By way of background, 11 U.S.C. § 524 requires that a discharge hearing must be held at which debtors are given what amounts to a short judicial seminar on the meaning and effect of the discharge to be given and on the rights and duties of debtors as they leave the bankruptcy womb, financially reborn, for the harsh real world of binding contracts.

Because of the sheer numbers of debtors involved and the resulting need to conduct such docket activity with dispatch, the “discharge hearings” have evolved, in this district at least, into purely pro forma proceedings having only ritual significance, if any.

At such hearings we have foregone any detailed consideration of real estate reaffirmation agreements in the belief that no formal court approval — or, for that matter, disapproval — would alter the binding effect of such a contract, voluntarily undertaken. We are, in each case, aware of such real estate reaffirmation agreements as they appear in the file, and we tell debtors that those contracts are binding on them simply because they have signed them. But we have withheld formal approval, interpreting 11 U.S.C. § 524 quite literally as requiring court approval of reaffirmation agreements only “to the extent that such debt is a consumer debt that is not secured by real property of the debtor ...” 11 U.S.C. § 524(c)(4) and 524(d)(2).

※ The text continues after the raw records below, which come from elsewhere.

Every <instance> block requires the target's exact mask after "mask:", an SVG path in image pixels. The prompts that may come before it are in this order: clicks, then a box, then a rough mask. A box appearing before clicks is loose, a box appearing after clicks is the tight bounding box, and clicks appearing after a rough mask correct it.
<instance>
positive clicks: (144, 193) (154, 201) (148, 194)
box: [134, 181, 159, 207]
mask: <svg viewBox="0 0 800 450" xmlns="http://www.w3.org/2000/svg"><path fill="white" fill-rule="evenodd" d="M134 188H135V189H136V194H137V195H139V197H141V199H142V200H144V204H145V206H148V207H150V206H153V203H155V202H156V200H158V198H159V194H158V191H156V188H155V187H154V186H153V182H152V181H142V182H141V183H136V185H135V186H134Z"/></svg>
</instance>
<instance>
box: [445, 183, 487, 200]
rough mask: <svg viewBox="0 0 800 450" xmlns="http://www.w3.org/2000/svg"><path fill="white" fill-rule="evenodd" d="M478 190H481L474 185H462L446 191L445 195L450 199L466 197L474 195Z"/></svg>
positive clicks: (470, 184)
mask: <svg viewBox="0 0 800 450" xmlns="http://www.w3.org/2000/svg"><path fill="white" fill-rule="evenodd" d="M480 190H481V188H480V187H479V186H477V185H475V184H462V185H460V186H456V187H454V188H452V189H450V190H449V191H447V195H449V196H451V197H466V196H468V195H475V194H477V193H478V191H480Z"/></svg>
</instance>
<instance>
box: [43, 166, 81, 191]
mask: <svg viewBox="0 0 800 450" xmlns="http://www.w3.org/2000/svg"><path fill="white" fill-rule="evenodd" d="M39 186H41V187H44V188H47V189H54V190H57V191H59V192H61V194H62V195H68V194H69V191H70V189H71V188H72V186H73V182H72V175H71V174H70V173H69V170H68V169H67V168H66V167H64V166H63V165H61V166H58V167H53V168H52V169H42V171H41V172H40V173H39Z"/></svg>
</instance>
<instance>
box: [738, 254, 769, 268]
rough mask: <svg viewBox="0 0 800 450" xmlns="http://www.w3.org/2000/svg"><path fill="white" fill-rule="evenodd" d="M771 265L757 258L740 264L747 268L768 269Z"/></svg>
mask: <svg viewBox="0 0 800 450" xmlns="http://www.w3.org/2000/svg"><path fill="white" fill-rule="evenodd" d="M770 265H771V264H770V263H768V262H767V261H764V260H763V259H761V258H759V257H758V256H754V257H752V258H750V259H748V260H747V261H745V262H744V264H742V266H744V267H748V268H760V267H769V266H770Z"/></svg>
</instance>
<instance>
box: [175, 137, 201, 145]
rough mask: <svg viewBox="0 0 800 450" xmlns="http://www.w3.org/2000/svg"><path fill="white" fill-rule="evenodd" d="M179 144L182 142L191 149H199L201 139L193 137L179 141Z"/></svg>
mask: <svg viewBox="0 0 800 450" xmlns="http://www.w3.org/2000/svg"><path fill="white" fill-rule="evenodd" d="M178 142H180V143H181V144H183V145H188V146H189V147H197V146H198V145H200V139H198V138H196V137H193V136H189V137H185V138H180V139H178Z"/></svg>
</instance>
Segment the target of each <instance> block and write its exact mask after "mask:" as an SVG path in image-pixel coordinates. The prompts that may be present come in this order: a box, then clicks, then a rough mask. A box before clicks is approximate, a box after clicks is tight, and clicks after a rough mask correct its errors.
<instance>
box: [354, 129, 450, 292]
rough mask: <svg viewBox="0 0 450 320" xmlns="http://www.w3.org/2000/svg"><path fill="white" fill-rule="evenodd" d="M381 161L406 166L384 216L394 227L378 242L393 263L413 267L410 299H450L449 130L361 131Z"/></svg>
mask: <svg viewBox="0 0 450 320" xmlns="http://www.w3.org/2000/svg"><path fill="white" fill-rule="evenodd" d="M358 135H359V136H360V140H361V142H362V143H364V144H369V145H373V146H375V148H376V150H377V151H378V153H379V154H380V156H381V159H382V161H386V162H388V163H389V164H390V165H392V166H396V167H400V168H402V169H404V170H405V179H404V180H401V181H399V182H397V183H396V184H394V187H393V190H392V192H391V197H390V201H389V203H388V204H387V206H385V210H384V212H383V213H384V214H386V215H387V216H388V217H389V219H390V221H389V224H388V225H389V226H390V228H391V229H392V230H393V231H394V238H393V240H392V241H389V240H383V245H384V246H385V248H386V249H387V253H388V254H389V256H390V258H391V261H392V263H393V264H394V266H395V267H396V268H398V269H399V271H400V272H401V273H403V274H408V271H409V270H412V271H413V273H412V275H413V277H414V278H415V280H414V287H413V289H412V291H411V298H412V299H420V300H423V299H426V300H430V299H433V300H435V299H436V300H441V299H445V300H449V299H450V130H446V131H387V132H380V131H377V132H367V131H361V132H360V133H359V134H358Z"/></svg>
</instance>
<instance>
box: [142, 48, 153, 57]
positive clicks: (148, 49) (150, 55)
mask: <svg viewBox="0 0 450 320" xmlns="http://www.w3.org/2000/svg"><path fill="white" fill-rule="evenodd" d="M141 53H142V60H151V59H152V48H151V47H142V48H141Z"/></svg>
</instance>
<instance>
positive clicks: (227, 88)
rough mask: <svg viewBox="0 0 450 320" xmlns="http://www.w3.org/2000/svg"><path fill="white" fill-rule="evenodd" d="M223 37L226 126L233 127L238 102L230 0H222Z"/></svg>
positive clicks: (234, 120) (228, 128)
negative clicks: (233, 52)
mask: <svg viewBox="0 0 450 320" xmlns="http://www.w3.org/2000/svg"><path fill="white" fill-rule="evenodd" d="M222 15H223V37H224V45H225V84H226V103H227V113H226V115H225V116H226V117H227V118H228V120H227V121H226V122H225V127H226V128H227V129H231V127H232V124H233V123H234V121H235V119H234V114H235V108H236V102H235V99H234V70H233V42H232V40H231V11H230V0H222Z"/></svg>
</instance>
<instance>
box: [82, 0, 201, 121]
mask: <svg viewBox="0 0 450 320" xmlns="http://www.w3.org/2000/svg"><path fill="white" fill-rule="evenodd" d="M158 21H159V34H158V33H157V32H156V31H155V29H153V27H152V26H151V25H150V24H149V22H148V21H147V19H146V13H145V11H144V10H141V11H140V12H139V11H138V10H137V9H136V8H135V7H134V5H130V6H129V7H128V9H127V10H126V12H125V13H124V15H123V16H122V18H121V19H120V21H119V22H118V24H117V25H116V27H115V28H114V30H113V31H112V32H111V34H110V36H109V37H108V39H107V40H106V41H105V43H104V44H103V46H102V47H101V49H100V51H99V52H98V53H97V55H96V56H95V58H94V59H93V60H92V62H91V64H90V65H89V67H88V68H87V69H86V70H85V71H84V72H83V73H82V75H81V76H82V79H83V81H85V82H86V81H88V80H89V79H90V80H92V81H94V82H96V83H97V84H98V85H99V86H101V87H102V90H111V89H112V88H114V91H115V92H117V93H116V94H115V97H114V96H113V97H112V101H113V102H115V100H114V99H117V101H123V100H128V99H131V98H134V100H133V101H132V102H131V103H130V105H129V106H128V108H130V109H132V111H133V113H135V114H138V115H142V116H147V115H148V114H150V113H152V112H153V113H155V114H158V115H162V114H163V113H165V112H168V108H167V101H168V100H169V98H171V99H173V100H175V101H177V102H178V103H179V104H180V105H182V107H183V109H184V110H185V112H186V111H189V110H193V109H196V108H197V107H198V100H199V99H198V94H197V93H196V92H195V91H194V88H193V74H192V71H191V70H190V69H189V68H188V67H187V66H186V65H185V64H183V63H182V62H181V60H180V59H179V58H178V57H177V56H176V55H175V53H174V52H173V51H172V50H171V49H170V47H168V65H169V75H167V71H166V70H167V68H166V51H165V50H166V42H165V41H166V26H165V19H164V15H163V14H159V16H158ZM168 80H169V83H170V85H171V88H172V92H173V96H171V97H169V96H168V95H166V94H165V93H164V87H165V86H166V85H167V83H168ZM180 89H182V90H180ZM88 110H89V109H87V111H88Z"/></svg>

Consumer debts and real estate mortgages are the only types of contract obligations specifically mentioned in Section 524, and the latter, alone among contracts, is excepted from the general requirement for judicial inspection and approval. The exception juts out of the statutory landscape like a promontory of free will, exercisable by the individual alone without any paternalistic overview whatsoever. The congressional purpose in excluding such debts from our scrutiny was to facilitate the felt need of debtors to keep their homes as part of a meaningful “fresh start” and to remove judicial participation from the exercise of that intensely personal motive.

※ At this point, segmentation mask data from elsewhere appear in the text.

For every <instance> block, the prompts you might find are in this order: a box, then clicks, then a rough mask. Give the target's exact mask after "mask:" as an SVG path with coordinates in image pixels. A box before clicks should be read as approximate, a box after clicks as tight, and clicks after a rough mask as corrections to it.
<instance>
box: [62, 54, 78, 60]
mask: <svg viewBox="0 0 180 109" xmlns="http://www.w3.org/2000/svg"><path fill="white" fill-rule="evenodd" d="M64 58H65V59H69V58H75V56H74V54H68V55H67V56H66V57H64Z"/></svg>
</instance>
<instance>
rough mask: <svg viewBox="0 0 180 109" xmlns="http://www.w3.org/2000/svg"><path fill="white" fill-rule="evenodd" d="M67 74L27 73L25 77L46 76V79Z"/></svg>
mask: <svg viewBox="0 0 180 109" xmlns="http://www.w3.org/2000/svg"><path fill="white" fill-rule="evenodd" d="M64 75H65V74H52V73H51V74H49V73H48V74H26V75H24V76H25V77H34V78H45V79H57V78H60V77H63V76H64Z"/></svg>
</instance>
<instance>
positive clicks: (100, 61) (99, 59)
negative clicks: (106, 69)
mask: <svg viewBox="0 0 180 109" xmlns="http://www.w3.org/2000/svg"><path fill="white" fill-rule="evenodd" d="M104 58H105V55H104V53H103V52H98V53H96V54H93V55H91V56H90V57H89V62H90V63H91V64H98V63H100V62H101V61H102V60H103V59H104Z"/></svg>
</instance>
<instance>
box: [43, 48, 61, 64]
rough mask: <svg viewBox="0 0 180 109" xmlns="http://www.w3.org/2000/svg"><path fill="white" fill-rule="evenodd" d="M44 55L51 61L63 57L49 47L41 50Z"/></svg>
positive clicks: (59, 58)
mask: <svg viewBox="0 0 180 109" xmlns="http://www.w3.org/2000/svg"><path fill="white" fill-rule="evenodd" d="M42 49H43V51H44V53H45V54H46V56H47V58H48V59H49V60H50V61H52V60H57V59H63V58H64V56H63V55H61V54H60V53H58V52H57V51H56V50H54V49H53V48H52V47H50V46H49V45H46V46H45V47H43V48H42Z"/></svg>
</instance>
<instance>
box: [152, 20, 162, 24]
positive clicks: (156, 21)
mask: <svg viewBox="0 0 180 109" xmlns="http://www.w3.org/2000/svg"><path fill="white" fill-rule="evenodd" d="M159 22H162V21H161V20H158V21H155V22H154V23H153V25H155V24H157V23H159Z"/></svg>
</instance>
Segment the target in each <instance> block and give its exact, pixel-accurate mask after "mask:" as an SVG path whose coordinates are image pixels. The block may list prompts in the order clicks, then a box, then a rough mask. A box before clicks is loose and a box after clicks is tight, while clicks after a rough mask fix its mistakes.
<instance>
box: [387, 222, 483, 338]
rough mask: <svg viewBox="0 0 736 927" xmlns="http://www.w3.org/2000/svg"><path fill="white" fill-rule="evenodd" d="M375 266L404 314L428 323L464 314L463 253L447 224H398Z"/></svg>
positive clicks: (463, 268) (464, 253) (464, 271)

In any event, the debtor in this case did enter into a reaffirmation agreement in order to keep her home; did attend a discharge hearing; was advised of her right to disavow any reaffirmation agreement within 30 days of the hearing date; and did not thereafter disavow the contract.

What happened, instead, was that many months after the discharge hearing, when the home mortgage payments once again came into default, the lender foreclosed, and now seeks to enforce the resulting deficiency judgment against the debtor.

This debtor, Sandra Smith, has moved to reopen her bankruptcy case in order to contend that (1) the reaffirmation agreement was not the subject of a hearing and did not receive formal court approval; (2) since no hearing was conducted the 30-day grace period for disavowal never commenced, and that therefore (3) she may, even now, disavow the contract and the mortgage debt will thus stand discharged.

To begin with, the record clearly shows that the discharge hearing was conducted and the debtor advised of her rights. The reaffirmation agreement on the home was then part of the record and was not timely rescinded by the debtor. Further, as we have said, no court action was deemed necessary to further strengthen its binding effect.

If any citation of authority is necessary to support the literal operation of Section 524, we may point to the case of In re Coots, 4 B.R. 281 (Bkrtcy.S.D.Ohio 1980) as holding that no court approval is necessary for reaffirmation agreements on secured real estate. Even in the absence of that case and counsel’s reliance on it, however, we would be fully prepared to stand on a statute whose language is so clear as to need virtually no interpretation.

The present case is, quite badly put, an artful contrivance of counsel to remedy a postbankruptcy financial difficulty by fabricating a narrow procedural defect in the long-closed bankruptcy proceeding and then jumping backward through the loophole thus created. Toward such creative endeavors we feel more admiring than unkindly, but we nevertheless must dismiss this debtor’s claim of dischargeability of the debt in question.

In accordance with the foregoing, it is hereby ORDERED that the relief sought by the debtor is denied, and the Clerk of the Court is instructed to again close the within file. This is a final order.